With the first wave of amendments to Québec’s personal information protection legislation (“Law 25”) taking effect on September 22, 2022, we thought we would share the top 5 misconceptions we have encountered when discussing the effects that Law 25 will have on businesses operating in Québec.
Note: While Law 25 was passed one year ago, its provisions come into effect on a delayed basis in 2022, 2023 and 2024. For more information, see our previous post.
1. “We are a B2B operation, so the legislation does not apply to us”
The legislation applies to any entity that holds “Personal Information”, which is defined as any information which relates to a natural person and allows that person to be identified directly or indirectly. It includes information such as a person’s name, address, date of birth, government issued identification number, or gender. It also includes an IP or MAC address of a device that can be linked to an individual as well as the individual’s browsing behavior. It is therefore difficult to imagine, given the broad definition of Personal Information, that a business does not collect, use, or disclose (“Process”) Personal Information in some way and that, consequently, Law 25’s requirements don’t apply to it.
2. “I think somebody in HR looks after compliance with personal information protection legislation”
While the “somebody” in HR may be very competent, and indeed the best person to ensure compliance with Law 25, businesses Processing Personal Information will now be required to designate a specific person to ensure that Personal Information is protected. That person’s title and coordinates must be published on the business’ website or made available to the public by any other appropriate means. As of September 22, 2022, if an entity has not designated a person, the role of Personal Information protection officer will automatically fall to the person with the highest decision-making authority, who can delegate it in writing to someone else in the organization.
3. “I think our IT department has an incident response plan”
Most IT departments do have an incident response plan. An IT incident response plan, however, is suited to the requirements incumbent on the IT department. It does not necessarily reflect the legal duties that a business faces following an incident involving Personal Information such as:
- Determining if the incident could cause a risk of serious injury;
- If the incident poses a risk of serious injury, notifying the individuals whose information has been compromised as well as the Commission d’accès à l’information; and
- Recording the incident in a register and maintaining a record of the incident for 5 years.
Having a separate incident response plan specific to Personal Information is vital for two reasons: first, an incident involving Personal Information does not necessarily have to involve IT. For example, a lost or stolen paper file containing employee names and salaries constitutes an incident and most likely will not be covered by an IT incident response plan. Second, the thresholds used to determine the levels of risk for a cyber incident are typically higher than those used to determine a risk of serious injury to an individual following a compromise of their Personal Information.

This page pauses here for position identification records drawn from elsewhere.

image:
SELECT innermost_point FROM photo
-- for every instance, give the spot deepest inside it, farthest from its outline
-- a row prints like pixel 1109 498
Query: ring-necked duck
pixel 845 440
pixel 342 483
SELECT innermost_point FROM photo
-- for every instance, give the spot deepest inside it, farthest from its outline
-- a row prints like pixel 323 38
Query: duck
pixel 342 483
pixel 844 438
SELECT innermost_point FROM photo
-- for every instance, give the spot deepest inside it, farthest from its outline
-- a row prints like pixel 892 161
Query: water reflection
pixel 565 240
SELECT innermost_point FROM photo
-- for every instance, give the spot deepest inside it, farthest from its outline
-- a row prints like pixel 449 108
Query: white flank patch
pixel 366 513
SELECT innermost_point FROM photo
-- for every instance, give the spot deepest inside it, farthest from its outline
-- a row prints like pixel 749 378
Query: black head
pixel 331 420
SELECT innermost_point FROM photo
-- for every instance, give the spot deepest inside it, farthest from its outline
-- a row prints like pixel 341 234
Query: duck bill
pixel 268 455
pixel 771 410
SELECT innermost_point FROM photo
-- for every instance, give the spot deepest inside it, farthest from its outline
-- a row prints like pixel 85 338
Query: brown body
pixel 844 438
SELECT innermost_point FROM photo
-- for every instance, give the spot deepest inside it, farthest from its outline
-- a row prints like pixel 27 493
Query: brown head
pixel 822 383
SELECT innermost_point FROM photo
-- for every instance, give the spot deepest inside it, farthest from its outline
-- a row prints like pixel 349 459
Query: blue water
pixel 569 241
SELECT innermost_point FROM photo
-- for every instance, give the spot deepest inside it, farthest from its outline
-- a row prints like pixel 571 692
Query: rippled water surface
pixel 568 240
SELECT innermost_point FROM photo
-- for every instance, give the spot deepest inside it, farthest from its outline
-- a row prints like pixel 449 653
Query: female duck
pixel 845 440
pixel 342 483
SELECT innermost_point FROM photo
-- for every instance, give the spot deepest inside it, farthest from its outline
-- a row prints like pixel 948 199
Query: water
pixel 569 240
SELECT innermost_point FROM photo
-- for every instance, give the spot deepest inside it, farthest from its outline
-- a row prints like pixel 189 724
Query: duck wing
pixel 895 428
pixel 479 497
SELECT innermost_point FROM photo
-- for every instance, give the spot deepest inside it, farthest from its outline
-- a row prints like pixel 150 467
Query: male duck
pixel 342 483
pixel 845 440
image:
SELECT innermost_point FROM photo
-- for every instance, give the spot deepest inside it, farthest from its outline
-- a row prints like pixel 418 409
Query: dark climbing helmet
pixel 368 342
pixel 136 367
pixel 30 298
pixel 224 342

4. “We don’t share personal information with anyone. We store it on the cloud”
Unless the business is hosting its own cloud-based servers, storing Personal Information with an external cloud service provider is considered a disclosure of Personal Information. The business must therefore inform the individual of this disclosure. Additionally, as of September 2023, the individual’s consent to this disclosure will not be required but the business must have a data processing agreement in place in which the provider offers adequate security measures to protect the Personal Information it receives. If the provider is located outside of Québec, a privacy impact assessment will have to be conducted to ensure that the Personal Information will receive an equivalent level of protection.
5. “We can’t disclose that information because we don’t have the individual’s consent”
As of September 22, 2022, a business involved in a business transaction may disclose an individual’s Personal Information to its counterpart without the individual’s consent. This effectively extends the “business transaction” exception found in the federal Personal Information Protection and Electronic Documents Act to businesses operating in Québec. Law 25, however, requires the disclosing party to enter into an agreement with the receiving party in which they undertake to:
- Use the Personal Information only for concluding the commercial transaction;
- Refrain from communicating the Personal Information without the consent of the person concerned unless authorized to do so by law;
- Take measures to protect the confidentiality of the Personal Information; and
- Destroy the Personal Information if the transaction is not concluded or if the Personal Information is no longer necessary for concluding the transaction.
Once the transaction is concluded, the recipient of the Personal Information must only Process the information in keeping with Law 25 and must eventually inform the individual that it holds their Personal Information.
These 5 points touch on the most substantial changes that Law 25 introduces into the Québec Personal Information protection landscape. A year from now, additional, more onerous, requirements will take effect, leaving Québec businesses the next 12 months to prepare.